I was daydreaming about winning the lottery (think of all the good I could do in the world) and this is how the process went in my mind. The amount would be over 50 million, approximately half of which would go to taxes. Struggling a bit with taking a lump sum or payments over several years, I settled on the lump sum amount. Keeping my job was a priority as I wanted to stay grounded and working a job would help with that. Of course giving money to the church was a priority at least 10%, but I should easily be able to give more say 20 to 30%, which would allow me to give to Children’s Relief International, Open Door, ECM, Paris Elementary, Haitian Foundation, and other worthwhile organizations. There would be some money for family members and friends and truthfully I didn’t need too much more, but there were some trips I would like to take, some things that needed done and even some things that I would like. And then it hit me. Everything I have is a gift from GOD. That thought came to my mind and I thought of my hypocrisy... I don’t get it. I am amazed that the Pharisees sneer at Jesus and there I am thinking of getting over $50 million dollars and I’m only willing to give away 30 to 40% at the most… and this is in my dreams! As if my wonderful wife, amazing kids, great friends, my growing relationship with Christ isn’t impetus enough for me to do more good in the world, as if money is the answer, as if money is the best way to start to do good in the world. Luke 16:15 “He said to them, You are the ones who justify yourselves in the eyes of men, but GOD knows your hearts. What is highly valued among men is detestable in GOD’s site.”

I think I love money and I believe it controls a large portion of my life, even more than I am willing to believe or willing to admit.

Luke 16:19-31 is the story about a rich man and Lazarus. As I read through this story I am taken by versus 22 and 23 “The time came when the beggar died and the angels carried him to Abraham’s side. The rich man also died and was buried. In hell, where he was in torment, he looked up and saw Abraham far away, with Lazarus by his side. So he called to him, Father Abraham, have pity on me and send Lazarus to dip the tip of his finger in water and cool my tongue, because I am in agony in this fire.” Why didn’t the rich man call out to Lazarus directly? He knew Lazarus way better than he knew Abraham. He never met Abraham, and yet he had walked by Lazarus several times a day, he even knew Lazarus’ name! Why didn’t the rich man call out to someone he knew for the drink he so desired, so needed? Is it possible that we feel closer to GOD than to those we live near or with? Is it possible to be closer to GOD without being closer to those we live near or with? Is it possible that my love of money which the world tells me will bring me happiness, satisfaction, love, and even contentment in my life keeps me from truly being closer to GOD and even those around me.
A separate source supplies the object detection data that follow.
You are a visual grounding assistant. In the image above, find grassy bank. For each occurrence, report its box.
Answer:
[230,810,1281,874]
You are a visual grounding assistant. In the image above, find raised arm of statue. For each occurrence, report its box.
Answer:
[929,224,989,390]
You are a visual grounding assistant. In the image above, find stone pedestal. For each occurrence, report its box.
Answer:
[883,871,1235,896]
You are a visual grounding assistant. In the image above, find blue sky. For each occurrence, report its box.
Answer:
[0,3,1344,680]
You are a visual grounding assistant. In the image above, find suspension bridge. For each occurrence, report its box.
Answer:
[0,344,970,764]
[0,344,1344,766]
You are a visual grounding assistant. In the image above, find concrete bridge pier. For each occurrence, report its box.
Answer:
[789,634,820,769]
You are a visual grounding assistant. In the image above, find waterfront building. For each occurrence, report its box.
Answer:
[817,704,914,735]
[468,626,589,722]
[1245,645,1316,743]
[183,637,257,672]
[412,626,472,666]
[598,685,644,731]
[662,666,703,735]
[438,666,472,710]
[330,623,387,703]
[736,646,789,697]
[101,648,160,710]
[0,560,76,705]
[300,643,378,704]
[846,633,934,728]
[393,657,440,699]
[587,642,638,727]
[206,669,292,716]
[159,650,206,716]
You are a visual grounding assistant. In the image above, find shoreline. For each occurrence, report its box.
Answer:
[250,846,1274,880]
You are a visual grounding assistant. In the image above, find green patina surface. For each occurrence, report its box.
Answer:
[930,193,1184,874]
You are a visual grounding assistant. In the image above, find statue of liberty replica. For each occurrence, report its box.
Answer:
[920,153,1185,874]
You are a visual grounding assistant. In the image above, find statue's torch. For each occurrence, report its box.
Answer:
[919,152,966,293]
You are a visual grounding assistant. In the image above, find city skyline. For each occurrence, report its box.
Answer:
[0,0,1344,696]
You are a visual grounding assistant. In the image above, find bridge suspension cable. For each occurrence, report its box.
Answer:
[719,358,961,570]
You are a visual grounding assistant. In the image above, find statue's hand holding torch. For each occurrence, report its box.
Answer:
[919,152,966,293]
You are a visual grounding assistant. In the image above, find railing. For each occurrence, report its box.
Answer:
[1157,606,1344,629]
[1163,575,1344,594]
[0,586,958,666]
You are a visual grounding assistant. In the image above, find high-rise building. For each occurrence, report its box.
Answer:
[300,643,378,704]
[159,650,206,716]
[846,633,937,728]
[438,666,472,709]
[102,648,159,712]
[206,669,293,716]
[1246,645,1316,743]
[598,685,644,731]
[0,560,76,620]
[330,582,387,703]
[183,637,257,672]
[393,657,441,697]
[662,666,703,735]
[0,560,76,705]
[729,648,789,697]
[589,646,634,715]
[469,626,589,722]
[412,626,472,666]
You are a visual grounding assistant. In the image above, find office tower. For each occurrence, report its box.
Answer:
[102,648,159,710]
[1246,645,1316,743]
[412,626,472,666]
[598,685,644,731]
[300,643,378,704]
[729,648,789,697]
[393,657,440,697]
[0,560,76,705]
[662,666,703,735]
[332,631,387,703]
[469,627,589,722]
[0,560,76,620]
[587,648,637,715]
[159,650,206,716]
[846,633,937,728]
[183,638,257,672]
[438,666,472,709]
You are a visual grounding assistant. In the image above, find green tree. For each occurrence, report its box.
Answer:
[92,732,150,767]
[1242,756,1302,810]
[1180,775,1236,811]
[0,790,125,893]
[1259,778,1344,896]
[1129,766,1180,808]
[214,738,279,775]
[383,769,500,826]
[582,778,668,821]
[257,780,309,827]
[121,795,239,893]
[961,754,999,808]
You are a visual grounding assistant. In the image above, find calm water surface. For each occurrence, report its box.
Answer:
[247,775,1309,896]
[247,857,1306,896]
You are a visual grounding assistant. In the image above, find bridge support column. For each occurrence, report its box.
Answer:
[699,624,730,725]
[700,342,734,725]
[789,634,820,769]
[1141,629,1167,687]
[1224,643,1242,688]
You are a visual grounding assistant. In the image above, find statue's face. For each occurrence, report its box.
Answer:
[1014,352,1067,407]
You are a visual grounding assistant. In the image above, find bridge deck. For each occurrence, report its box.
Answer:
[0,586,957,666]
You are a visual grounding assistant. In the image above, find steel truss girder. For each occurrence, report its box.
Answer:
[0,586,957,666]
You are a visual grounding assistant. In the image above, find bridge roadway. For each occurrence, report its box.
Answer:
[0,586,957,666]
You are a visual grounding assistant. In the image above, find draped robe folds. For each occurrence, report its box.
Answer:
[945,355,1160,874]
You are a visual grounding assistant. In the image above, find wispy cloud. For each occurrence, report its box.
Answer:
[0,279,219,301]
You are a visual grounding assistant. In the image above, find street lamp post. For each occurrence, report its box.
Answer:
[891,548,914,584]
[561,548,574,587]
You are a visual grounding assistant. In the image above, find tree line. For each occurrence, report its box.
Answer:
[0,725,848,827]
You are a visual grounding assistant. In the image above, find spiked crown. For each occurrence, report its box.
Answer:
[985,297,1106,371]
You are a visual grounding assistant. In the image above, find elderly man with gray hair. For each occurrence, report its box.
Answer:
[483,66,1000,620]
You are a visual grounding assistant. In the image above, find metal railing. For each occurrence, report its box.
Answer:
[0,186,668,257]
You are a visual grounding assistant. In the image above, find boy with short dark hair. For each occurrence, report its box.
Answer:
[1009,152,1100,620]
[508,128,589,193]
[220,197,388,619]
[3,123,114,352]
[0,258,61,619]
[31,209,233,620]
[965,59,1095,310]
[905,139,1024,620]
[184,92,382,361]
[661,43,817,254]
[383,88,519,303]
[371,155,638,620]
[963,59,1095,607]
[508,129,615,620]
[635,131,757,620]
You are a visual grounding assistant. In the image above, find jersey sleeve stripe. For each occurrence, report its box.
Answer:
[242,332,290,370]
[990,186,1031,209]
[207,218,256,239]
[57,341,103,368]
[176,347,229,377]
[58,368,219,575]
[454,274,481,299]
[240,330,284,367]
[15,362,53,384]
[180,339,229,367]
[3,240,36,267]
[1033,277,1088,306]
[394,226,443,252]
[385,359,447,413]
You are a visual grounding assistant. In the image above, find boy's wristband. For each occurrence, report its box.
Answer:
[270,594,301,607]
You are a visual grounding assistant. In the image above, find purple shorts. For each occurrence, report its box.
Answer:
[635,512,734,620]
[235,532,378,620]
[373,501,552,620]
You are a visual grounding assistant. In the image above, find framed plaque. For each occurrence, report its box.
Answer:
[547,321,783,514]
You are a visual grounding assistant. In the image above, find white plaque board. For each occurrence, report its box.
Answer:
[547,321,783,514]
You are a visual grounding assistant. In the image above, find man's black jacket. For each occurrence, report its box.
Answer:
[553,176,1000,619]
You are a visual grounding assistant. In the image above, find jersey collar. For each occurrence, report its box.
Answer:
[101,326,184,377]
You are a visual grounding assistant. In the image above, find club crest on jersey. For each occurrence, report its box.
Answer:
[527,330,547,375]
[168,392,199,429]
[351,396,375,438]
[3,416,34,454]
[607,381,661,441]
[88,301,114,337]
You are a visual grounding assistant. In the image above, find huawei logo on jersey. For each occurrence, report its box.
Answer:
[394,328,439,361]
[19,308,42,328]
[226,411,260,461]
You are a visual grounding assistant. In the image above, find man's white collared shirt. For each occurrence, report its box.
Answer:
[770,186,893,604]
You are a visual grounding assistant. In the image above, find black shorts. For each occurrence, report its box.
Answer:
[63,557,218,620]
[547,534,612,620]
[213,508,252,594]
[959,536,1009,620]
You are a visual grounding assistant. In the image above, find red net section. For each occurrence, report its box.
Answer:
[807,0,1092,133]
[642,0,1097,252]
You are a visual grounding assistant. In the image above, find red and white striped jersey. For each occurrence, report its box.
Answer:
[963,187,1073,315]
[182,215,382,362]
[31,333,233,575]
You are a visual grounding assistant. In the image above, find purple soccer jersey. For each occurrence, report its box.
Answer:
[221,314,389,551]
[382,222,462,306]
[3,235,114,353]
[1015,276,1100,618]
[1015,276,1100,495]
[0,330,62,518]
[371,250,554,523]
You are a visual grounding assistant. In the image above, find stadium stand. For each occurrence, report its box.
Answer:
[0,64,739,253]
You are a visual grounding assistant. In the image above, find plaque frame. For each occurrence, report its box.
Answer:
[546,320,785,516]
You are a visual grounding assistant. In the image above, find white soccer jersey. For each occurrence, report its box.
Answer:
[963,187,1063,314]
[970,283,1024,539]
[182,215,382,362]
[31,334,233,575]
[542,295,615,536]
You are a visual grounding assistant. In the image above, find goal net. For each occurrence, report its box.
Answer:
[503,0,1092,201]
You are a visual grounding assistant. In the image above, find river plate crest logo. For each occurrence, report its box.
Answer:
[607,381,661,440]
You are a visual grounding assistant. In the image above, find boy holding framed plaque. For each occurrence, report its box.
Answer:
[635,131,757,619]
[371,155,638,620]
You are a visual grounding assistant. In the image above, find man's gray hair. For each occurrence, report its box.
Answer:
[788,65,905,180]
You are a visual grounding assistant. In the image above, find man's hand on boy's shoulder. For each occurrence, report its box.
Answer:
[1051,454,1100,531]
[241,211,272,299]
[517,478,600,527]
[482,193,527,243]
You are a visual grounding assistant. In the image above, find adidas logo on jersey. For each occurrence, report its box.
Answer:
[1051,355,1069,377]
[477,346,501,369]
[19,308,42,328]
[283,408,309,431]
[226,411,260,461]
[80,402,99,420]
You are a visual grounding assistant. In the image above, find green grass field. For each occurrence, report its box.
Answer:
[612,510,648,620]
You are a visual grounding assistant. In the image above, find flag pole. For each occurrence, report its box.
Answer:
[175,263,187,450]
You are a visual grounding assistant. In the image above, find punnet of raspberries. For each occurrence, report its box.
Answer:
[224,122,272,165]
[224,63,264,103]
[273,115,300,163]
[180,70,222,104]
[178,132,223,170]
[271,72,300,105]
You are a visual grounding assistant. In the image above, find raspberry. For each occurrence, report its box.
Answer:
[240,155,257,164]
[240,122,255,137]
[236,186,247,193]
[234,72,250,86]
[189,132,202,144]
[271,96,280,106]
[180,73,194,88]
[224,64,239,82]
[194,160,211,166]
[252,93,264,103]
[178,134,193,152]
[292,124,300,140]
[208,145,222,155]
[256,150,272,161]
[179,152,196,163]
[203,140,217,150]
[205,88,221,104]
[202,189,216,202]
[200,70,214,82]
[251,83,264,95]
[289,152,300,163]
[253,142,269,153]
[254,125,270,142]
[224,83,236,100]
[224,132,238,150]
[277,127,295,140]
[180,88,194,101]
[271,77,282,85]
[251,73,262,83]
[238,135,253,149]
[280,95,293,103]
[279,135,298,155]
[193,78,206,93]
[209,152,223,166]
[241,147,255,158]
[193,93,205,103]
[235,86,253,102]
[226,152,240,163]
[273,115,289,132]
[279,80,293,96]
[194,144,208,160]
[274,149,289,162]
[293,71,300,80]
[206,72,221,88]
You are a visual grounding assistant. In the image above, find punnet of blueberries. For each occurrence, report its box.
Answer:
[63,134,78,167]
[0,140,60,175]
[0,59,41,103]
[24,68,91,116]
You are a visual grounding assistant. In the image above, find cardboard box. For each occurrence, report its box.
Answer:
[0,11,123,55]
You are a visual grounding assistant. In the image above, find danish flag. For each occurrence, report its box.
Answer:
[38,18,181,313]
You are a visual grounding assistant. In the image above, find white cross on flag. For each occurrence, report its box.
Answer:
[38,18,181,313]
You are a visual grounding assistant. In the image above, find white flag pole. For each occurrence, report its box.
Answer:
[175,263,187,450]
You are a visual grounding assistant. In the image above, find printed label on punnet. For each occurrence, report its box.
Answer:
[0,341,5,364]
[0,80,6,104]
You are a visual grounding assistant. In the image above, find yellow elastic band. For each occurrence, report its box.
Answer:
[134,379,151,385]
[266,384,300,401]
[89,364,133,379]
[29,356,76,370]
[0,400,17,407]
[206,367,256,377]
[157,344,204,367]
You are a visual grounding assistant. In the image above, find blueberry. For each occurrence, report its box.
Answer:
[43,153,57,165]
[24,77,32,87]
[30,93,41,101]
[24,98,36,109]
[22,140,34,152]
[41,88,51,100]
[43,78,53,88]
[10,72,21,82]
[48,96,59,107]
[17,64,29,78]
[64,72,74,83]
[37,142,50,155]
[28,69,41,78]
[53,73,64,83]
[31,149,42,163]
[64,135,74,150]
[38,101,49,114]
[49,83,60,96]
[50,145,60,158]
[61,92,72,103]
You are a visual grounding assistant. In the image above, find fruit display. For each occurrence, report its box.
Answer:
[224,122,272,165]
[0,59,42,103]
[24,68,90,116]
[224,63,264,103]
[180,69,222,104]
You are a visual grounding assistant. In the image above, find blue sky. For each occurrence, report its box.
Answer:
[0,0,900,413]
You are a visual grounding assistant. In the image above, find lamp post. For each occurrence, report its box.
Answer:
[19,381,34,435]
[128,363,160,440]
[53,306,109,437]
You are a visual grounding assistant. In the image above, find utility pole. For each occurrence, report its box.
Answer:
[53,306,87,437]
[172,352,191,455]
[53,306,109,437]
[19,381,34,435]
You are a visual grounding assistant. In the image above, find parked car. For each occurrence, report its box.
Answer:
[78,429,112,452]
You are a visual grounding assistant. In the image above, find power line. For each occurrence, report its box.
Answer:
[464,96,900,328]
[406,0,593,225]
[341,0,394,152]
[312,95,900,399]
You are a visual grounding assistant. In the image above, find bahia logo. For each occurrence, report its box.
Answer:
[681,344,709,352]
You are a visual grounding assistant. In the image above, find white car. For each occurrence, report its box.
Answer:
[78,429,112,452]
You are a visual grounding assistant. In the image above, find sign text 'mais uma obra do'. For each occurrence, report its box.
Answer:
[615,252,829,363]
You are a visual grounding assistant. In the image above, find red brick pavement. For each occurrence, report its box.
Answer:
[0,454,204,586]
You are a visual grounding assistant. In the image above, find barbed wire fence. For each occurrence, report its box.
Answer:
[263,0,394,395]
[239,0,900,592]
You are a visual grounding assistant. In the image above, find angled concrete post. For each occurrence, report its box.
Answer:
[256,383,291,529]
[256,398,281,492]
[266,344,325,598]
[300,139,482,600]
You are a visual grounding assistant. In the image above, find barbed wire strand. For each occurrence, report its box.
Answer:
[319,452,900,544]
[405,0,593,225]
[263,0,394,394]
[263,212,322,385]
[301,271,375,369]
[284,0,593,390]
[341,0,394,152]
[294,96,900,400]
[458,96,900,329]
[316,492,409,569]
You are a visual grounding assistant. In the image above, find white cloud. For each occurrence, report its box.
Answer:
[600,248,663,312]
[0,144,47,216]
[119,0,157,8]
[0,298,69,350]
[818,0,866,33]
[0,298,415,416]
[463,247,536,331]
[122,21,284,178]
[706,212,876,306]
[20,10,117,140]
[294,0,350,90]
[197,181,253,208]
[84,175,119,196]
And this is the scary part for me. The rich man begs Abraham to send Lazarus to his five brothers and let them know, even warn them about what they are doing and missing with their lives. Abraham replies with “They have Moses and the Prophets, let them listen to them.” The rich man argues with Abraham and says “No, father Abraham, but if someone from the dead goes to them they will repent.” And Abraham replies to the rich man “If they do not listen to Moses and the Prophets, they will not be convinced even if someone rises from the dead.”

Today, I saw myself as the rich man and I pray that I see value in every man, woman, and child on this earth. Truthfully, the most scary thing is that I “try” to see myself as a disciple rather than one of those in the crowd who shouted “crucify him,” but in my heart I know I still value those things among men rather than that valued by GOD.

If I truly believe in God, if I truly believe that Jesus Christ is my Creator, LORD, and Savior then I need to let go of my love of money. And in letting go of my love of money GOD promises me, GOD promises us- a deeper, more satisfying relationship with GOD and his whole creation beyond anything we can imagine.

We don’t have to make a big move or any move at all because GOD is already with us, GOD is already in us, GOD already loves us. All we need to do is let go of our fears, let go of our worries and love. Richard Rohr says, “GOD does not love us if we change. GOD loves us so we can change.” AMEN!